絶好の仕上がりで引退レースを迎えるドウデュース(左)(カメラ・高橋 由二)
絶好の仕上がりで引退レースを迎えるドウデュース(左)(カメラ・高橋 由二)

 第69回有馬記念・G1 (22日、中山)の追い切りが18日に行われ、今回がラストランとなるドウデュースは滋賀・栗東トレーニングセンターのDP(ポリトラック)コースで併せ馬。馬トク取材班の最高評価「G」がつく絶好の動きで、見守った主戦の武豊騎手(55)=栗東・フリー=も「勝って終わりたい」と有終Vへ自信をにじませた。枠順は19日、公開抽選会で決定する。

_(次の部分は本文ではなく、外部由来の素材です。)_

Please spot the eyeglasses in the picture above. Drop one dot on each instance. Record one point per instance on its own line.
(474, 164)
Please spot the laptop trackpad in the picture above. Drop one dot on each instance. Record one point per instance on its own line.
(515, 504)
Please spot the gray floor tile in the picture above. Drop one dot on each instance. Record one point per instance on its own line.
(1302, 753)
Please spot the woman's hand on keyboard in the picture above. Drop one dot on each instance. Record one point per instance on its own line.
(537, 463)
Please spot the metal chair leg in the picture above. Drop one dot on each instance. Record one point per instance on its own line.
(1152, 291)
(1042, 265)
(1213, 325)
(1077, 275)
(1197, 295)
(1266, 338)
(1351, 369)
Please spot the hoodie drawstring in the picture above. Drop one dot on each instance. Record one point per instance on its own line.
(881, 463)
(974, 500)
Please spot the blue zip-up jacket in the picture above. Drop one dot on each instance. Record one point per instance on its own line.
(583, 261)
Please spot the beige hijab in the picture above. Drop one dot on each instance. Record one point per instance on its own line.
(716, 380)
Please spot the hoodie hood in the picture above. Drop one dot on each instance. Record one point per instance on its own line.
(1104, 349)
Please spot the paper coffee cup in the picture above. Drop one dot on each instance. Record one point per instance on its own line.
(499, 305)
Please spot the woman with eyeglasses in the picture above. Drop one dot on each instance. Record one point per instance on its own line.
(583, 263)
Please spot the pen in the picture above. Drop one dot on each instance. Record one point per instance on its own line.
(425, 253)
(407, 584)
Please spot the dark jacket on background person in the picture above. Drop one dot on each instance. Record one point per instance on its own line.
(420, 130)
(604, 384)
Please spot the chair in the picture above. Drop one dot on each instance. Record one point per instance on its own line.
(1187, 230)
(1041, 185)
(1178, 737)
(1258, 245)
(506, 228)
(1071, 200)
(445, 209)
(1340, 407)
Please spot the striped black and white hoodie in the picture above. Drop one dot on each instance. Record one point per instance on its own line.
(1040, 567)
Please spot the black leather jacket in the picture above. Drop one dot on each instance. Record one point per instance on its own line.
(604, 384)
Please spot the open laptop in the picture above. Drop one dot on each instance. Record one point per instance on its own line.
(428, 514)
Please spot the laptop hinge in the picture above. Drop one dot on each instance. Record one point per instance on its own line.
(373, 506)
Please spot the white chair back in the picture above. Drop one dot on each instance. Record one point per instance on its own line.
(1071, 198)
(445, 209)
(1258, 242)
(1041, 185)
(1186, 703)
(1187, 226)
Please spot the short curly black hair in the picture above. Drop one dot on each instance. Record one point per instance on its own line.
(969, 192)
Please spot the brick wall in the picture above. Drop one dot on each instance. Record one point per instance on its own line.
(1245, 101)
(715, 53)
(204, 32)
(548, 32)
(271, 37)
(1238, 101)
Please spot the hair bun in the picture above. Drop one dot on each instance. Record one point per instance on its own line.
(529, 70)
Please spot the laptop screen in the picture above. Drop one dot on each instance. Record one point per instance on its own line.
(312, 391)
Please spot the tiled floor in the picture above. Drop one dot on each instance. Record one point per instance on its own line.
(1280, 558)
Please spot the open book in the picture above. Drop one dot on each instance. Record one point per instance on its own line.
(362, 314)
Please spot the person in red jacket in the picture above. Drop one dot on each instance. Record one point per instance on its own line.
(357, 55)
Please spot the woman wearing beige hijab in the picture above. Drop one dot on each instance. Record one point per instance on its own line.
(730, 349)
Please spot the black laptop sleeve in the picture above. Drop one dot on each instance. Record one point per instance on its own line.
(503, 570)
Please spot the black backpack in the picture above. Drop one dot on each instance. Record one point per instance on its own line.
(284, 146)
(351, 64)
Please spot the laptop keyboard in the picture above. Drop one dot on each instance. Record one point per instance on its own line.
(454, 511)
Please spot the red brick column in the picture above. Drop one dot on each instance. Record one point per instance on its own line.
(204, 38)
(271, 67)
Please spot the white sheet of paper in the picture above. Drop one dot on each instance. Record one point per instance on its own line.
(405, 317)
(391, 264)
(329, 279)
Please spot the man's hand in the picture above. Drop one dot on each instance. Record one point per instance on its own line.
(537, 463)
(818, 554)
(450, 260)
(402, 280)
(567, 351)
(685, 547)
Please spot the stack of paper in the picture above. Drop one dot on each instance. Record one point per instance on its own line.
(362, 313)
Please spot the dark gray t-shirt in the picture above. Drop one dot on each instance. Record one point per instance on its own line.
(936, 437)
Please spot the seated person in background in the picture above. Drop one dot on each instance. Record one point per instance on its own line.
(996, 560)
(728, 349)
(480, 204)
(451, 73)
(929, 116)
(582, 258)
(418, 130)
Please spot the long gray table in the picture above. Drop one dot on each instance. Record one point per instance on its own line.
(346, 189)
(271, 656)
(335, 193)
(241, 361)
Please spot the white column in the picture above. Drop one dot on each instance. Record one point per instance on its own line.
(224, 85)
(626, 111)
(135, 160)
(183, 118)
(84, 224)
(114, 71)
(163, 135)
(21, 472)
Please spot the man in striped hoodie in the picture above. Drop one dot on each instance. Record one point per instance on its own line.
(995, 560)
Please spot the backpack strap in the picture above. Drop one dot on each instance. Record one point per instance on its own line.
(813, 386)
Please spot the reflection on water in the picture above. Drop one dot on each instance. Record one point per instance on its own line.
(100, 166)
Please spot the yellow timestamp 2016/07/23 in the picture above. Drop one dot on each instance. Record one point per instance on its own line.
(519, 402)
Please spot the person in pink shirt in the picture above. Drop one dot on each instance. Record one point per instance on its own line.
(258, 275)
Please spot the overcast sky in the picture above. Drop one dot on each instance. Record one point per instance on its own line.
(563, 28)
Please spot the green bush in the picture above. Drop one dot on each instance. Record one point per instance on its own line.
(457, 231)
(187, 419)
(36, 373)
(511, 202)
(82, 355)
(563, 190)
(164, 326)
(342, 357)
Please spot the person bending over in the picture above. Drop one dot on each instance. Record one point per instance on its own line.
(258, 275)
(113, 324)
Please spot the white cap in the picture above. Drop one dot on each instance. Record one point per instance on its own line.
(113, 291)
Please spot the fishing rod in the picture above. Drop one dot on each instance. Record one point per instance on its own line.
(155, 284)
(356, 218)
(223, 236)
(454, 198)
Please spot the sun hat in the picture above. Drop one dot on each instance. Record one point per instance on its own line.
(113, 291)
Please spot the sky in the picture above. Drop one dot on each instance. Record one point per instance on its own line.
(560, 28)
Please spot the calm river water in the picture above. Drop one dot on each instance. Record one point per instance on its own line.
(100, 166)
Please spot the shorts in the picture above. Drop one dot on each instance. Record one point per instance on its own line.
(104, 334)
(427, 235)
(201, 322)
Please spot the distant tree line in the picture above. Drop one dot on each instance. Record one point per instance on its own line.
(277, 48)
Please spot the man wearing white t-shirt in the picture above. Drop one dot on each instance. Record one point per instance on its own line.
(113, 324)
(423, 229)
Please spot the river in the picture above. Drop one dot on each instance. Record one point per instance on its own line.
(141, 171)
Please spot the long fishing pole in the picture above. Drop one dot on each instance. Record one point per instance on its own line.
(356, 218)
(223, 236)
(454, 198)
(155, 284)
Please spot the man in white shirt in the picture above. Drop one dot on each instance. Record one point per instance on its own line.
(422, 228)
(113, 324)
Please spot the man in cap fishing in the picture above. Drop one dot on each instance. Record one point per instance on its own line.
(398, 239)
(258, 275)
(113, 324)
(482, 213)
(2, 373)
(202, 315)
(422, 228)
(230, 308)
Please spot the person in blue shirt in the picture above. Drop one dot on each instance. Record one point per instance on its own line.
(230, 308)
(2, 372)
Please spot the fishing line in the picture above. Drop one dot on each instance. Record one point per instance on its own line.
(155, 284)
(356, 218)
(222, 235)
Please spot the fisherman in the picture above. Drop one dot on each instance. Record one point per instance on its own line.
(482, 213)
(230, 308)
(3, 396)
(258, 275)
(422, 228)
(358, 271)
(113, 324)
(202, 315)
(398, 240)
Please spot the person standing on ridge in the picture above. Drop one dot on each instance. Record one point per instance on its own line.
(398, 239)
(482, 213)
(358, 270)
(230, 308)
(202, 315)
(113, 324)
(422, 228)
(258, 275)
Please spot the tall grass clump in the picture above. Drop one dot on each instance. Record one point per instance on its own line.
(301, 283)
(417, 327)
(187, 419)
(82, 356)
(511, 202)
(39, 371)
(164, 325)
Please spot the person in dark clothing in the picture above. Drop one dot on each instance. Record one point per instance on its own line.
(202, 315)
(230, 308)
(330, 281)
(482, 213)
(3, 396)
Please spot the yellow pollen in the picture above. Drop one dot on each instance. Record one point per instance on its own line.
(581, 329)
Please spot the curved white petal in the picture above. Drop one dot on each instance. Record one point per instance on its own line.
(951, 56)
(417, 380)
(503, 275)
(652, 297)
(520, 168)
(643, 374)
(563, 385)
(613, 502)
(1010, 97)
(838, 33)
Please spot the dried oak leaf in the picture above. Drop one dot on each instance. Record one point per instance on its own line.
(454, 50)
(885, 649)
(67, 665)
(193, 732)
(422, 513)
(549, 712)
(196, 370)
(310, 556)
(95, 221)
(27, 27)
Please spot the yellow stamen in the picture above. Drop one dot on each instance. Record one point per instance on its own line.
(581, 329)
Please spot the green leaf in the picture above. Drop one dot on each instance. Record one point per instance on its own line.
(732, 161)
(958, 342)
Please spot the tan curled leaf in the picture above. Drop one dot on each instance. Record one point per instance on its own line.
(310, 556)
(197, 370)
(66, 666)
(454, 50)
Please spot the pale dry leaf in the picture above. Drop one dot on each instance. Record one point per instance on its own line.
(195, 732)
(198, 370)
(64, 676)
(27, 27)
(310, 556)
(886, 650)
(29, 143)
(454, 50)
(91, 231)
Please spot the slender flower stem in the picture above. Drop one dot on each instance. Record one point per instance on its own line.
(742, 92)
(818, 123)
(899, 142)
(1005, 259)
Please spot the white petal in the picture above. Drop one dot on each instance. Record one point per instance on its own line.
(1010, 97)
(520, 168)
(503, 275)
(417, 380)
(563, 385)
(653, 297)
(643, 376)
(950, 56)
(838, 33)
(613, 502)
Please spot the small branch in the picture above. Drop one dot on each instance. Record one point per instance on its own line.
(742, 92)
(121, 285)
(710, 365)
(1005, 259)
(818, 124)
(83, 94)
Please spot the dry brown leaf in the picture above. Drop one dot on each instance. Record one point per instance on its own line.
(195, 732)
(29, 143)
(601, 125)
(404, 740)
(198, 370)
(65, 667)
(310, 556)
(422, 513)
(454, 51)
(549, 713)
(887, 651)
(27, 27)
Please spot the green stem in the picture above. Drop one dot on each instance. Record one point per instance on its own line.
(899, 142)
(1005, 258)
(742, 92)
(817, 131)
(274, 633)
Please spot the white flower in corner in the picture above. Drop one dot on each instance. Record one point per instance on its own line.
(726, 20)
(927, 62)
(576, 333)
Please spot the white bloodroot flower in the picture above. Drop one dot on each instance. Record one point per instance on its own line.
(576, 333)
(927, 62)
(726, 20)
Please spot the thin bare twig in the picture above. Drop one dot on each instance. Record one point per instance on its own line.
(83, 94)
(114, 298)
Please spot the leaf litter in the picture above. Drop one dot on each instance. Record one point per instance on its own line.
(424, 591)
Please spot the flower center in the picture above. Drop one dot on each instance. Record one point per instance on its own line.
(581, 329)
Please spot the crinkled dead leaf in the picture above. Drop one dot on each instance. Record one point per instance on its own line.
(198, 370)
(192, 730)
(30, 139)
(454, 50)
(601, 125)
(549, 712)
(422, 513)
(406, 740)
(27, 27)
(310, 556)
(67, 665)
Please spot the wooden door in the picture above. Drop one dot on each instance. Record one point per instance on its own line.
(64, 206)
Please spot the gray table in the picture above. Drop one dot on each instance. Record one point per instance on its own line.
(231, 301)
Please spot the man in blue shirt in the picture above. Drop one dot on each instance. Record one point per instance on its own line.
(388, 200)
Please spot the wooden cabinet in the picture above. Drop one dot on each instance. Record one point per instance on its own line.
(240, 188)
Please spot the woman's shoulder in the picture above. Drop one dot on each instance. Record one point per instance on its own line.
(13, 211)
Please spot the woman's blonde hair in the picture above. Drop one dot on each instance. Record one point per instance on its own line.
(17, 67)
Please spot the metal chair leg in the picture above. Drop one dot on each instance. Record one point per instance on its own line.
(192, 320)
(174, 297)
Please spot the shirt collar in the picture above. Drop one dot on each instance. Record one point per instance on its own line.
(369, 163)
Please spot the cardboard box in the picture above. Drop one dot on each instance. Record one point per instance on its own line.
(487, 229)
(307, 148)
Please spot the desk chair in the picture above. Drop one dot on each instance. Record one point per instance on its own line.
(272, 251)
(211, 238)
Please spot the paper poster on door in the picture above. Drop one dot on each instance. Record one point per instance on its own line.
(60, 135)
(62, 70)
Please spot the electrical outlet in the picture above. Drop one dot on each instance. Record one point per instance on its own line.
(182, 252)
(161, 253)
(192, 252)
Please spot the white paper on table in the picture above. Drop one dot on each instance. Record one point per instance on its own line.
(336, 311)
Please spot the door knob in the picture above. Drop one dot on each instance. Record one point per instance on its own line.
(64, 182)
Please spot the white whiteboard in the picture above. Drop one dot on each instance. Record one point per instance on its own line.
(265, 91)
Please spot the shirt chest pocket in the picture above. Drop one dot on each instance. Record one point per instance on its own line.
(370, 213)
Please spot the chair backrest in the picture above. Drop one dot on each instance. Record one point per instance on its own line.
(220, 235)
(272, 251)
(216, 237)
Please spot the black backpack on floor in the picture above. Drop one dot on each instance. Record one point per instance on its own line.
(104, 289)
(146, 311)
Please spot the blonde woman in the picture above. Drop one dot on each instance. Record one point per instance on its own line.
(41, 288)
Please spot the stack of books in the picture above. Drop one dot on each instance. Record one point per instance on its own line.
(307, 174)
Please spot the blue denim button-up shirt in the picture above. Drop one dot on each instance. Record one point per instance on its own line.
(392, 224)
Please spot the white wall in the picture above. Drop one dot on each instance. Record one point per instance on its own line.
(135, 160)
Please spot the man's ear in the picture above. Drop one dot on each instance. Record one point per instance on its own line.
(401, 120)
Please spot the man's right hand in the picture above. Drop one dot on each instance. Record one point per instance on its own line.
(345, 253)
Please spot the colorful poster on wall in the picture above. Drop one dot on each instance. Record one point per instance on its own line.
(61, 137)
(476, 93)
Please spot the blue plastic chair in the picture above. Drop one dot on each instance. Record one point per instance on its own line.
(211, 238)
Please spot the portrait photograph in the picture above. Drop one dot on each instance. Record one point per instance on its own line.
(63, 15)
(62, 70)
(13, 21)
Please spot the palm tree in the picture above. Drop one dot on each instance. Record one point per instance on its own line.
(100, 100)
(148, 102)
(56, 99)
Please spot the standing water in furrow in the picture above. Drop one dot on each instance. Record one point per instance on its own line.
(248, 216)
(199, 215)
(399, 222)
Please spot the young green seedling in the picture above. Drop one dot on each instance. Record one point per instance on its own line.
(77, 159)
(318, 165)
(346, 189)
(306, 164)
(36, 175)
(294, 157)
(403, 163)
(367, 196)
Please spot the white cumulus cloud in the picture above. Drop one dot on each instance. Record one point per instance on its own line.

 冷え切った早朝に流星が現れた。ドウデュースは低い重心のまま、一切ぶれずに疾走。洗練された馬体に、躍る脚さばき。ゴールまで一直線だった。フィニッシュ後、馬上で前川助手は「楽しかったな」。思い出が、頭の中を駆け巡った。「めっちゃ良かったな。気持ち良かった」。現役最後の追い切り。愛馬の背中越しに、爽快感をかみしめた。

 過去のG15勝と同様に、当週の追い切りは栗東・DPコース。バズアップビート(2歳未勝利)を3馬身追走した。2歳から教え込んだ成果で、馬の後ろではピタリと折り合う。今秋の3戦で最長となる2500メートル戦に備え、リラックスした走りを意識した。前に追い付きそうになっても、前川助手が声をかければしっかり我慢。ラスト200メートルは11秒5(1000メートル65秒4)で併入した。

 見届けた友道調教師は「余力十分で、今日も良かった」と連戦の疲れを感じさせない姿に満足げ。引き揚げる相棒を出迎えた武豊は「友道先生と『順調にきましたね』と話しました。担当の前川さんにも『完璧です』と言われたので、良かったな」とやりとりを明かした。陣営で、満点評価を共有した。

 2~5歳に毎年、G1を計5勝した厩舎の大エース。友道師は「20年以上調教師をやってきたけど、こういう成長をしてくれる馬は初めて」と感嘆する。22年日本ダービーは特別で「武豊で勝てたダービー馬というのが、一番いい思い出」。別れの実感が湧いたのはジャパンC勝利後で「半分さみしい、半分ありがとう」と思いをはせてきた。

 武豊も思いは同じ。「50歳を過ぎて、すごくいい馬に巡り合えて、楽しかったし励みになった」と言葉を紡いだ。有馬記念では90年オグリキャップ、06年ディープインパクト、17年キタサンブラックと過去3度、有終Vを達成しているレジェンド。「勝って終わりたい気持ちが強い」と自らを奮い立たせた。

 ファン投票は歴代最多の47万8415票。名実ともに、スターホースとなった。秋古馬3冠を達成すれば史上3頭目。友道師も調教師では史上3人目の偉業になるが「私の記録は全く関係ない。ドウデュースが達成できれば」。ドウデュースが、3年3か月の競走馬生活で、最も輝く瞬間が近付いている。(水納 愛美)

 ◆武豊に聞く

 ―ドウデュースの引退が決まってからの心情は。

 「ラストシーズンにかける思いは、すごく強いものがあった」

 ―勝利だけでなく、何度も負けを経験した。

 「一緒に戦ってきた立場なので、すごくうれしいこともあったが、悔しいことも何度も何度もあった。でも、そのたびにまた勝ってくれて、すごい馬。勇気をもらえることが多かった」

 ―印象的なレースは。

 「ダービーもうれしかったし、去年の有馬記念も、騎手人生の中で大きいレース」

 ―ラストランの手綱を任される責任感は。

 「大役だと思う。不利のない、悔いのないレースをしたい」

 ◆有馬記念の連覇 スピードシンボリ(69、70年)、シンボリルドルフ(84、85年)、グラスワンダー(98、99年)、シンボリクリスエス(02、03年)の4頭。

 ◆秋古馬3冠 一般的に天皇賞・秋、ジャパンC、有馬記念の3競走を指す。同一年に全勝したのは00年テイエムオペラオーと04年ゼンノロブロイの2頭のみ。